Неслучайно своеобразным эталоном целомудрия для нас и по сей день остается образ средневековой Руси. Она неизменно предстает перед нами величественно строгой — в иконописных ликах, заботах об «учении книжном», «земельном строении», в аскетическом подвиге лаврских монахов и т. п. Вне пределов официальной истории лежит обширное поле «культуры безмолвствующего большинства», где проявления возвышенные зачастую уступают более низким и обыденным, но от этого не менее интересным для науки. Тема «женолюбия» изредка прорывается на страницы летописи, в связи с изображением греховного, языческого образа жизни со свойственной ему неупорядоченностью половых отношений. Так, согласно Повести временных лет, в отличие от тихого и кроткого брачного обычая полян, живущие «зверьскым образом» деревляне, якобы, не знали браченья, «но оумыкаху оу воды д[е]вица».
Что же касается радимичей, вятичей и северян, то «[...]срамословье в нихъ пред о[т]ци и пре(д) снохами, и бьраци не бываху в них, но игрища межю селы, и схожахуся на игрищ(а), на плясанья, и на вся бесовьскыя пе(с)ни, и ту оумыкаху жены собе, с неюже кто свещеваше(с), имяху(т) же по две и по три жены».
Особым развратом отличалось поведение языческого князя Владимира: «[...] и бе не сытъ блуда, и приводя к себе мужьскыя жены, и д[е]в[и]ци растляя [.. .]».
Христианского автора одного из поучений против язычества XII в. повергало в шок то, что язычниками чтутся «в образ створены» «срамныя оуды», и что «словене же на свадьбах вкладываюче срамоту и чесновиток в ведра пьють».

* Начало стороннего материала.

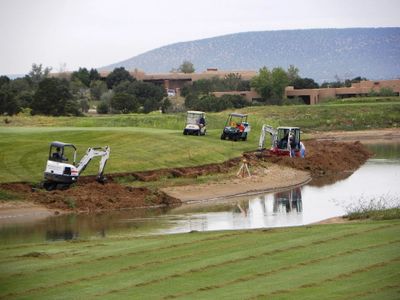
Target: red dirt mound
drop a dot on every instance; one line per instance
(326, 161)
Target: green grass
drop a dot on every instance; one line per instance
(153, 141)
(343, 261)
(24, 151)
(341, 114)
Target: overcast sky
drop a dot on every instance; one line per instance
(94, 33)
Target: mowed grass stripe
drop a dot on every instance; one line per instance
(127, 268)
(229, 262)
(155, 246)
(312, 235)
(255, 275)
(335, 280)
(283, 283)
(141, 261)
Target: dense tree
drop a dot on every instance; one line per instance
(94, 75)
(54, 98)
(186, 67)
(117, 76)
(97, 88)
(8, 102)
(293, 74)
(82, 75)
(38, 73)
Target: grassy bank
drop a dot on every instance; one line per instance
(342, 261)
(24, 151)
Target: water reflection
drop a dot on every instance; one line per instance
(287, 201)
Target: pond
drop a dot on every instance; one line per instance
(377, 179)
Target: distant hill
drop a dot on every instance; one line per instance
(320, 54)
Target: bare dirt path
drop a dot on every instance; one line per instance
(267, 179)
(326, 162)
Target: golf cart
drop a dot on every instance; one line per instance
(236, 127)
(195, 123)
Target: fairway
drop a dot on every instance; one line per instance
(146, 142)
(24, 150)
(342, 261)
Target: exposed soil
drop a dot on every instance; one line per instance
(326, 161)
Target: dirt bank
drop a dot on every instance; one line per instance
(326, 161)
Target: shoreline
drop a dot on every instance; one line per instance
(280, 174)
(273, 178)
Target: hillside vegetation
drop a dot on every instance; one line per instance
(369, 52)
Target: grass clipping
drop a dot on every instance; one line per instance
(382, 208)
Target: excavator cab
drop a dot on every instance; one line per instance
(236, 127)
(285, 141)
(61, 152)
(60, 172)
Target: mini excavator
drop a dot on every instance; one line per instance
(61, 174)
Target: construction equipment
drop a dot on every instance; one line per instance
(285, 141)
(195, 123)
(236, 127)
(60, 173)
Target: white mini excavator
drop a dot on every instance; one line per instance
(283, 140)
(60, 173)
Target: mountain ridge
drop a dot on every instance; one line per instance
(321, 54)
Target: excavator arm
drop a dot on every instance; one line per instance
(103, 152)
(264, 130)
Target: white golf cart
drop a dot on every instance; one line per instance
(195, 123)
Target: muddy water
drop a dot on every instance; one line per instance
(377, 179)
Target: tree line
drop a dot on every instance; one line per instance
(39, 93)
(120, 92)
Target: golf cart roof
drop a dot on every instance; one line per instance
(195, 112)
(61, 144)
(238, 115)
(290, 128)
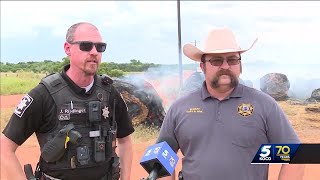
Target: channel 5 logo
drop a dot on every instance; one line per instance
(275, 153)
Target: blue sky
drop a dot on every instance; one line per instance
(288, 32)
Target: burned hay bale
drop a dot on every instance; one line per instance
(314, 108)
(276, 85)
(315, 96)
(144, 103)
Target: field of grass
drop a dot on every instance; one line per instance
(306, 124)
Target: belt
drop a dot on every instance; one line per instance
(48, 177)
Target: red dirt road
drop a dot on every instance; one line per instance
(29, 153)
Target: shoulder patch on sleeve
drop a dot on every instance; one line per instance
(23, 105)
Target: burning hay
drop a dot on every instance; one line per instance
(144, 103)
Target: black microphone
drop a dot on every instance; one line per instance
(160, 159)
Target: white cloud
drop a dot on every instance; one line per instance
(290, 25)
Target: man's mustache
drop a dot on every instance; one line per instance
(224, 72)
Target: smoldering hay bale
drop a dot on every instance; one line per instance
(144, 103)
(315, 96)
(276, 85)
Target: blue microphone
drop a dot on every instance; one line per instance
(159, 160)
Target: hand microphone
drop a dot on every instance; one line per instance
(159, 159)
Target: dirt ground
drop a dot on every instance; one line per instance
(29, 152)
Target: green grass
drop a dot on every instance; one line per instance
(18, 83)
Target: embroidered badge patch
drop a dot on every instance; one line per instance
(23, 105)
(194, 110)
(245, 109)
(105, 112)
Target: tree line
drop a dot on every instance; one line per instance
(47, 66)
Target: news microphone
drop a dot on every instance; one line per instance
(159, 160)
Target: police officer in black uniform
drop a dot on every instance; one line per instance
(78, 116)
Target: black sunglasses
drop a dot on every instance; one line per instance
(219, 61)
(87, 45)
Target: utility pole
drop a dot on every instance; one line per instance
(179, 45)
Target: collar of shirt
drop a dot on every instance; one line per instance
(237, 92)
(78, 90)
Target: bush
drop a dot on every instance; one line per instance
(115, 73)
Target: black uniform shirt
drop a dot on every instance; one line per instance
(37, 112)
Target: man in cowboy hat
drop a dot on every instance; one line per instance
(220, 126)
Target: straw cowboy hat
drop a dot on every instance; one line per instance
(221, 40)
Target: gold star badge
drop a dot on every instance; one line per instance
(245, 109)
(105, 112)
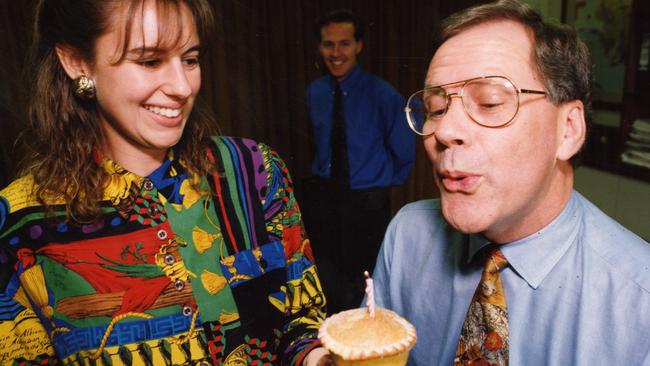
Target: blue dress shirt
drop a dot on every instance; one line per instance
(578, 291)
(381, 148)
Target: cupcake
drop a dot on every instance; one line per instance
(355, 337)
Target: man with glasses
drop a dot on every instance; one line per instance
(362, 147)
(511, 265)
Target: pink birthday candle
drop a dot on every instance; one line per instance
(370, 294)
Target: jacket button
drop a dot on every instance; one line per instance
(148, 185)
(187, 310)
(162, 234)
(179, 285)
(170, 259)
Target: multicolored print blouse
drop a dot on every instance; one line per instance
(171, 275)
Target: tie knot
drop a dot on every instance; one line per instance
(495, 261)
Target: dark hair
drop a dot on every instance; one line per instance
(560, 57)
(341, 16)
(65, 131)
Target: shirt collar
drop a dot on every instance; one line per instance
(533, 257)
(166, 178)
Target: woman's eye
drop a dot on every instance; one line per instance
(192, 61)
(149, 63)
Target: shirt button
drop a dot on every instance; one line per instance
(162, 234)
(187, 310)
(148, 185)
(179, 285)
(169, 259)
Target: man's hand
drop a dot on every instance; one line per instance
(318, 357)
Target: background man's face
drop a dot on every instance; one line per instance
(339, 48)
(502, 182)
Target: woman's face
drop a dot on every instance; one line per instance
(145, 99)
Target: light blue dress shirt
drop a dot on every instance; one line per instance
(381, 147)
(578, 291)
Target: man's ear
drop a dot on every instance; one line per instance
(572, 129)
(72, 62)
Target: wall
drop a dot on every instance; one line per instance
(624, 199)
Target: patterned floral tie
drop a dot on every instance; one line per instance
(484, 336)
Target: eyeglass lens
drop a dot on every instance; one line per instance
(490, 102)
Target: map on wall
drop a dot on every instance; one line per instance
(603, 25)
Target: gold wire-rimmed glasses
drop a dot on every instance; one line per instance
(490, 101)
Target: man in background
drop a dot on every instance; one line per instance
(511, 265)
(362, 147)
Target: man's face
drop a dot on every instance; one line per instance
(339, 48)
(503, 182)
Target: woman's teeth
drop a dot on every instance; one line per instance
(167, 112)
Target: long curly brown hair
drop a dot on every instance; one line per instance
(64, 131)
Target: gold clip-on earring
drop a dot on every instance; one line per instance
(83, 87)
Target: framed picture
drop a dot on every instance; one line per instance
(604, 26)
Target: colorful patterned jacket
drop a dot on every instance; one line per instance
(170, 275)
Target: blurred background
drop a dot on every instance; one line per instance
(265, 54)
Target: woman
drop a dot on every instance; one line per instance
(134, 237)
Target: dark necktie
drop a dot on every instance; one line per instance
(484, 336)
(339, 158)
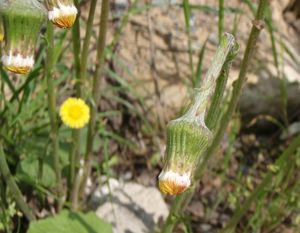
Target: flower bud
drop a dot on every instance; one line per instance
(62, 13)
(22, 22)
(186, 141)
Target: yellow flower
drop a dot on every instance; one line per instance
(75, 113)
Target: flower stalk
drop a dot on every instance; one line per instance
(22, 23)
(81, 71)
(82, 179)
(182, 200)
(188, 136)
(52, 114)
(12, 185)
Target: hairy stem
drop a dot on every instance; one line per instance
(12, 185)
(181, 200)
(52, 113)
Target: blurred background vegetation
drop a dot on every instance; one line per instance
(157, 52)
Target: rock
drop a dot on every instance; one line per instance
(130, 207)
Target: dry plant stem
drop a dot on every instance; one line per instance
(12, 185)
(95, 94)
(52, 114)
(179, 201)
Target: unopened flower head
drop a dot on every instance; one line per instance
(74, 113)
(22, 21)
(186, 141)
(173, 183)
(62, 12)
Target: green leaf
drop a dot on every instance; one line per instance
(70, 222)
(29, 169)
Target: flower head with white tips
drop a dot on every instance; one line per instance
(22, 21)
(62, 12)
(173, 183)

Как о распространённости, так и о живучести последней традиции свидетельствует то, что очевидцы рассказывали о ней историку религии Н. М. Гальковскому. «...Нам передавали, — писал учёный, — что в прежние годы, не особенно давно, на свадьбах, молодым (жениху и невесте) давали выпить стакан воды с мужским семенем, преимущественно от монаха. Это делалось для плодородия брачной четы».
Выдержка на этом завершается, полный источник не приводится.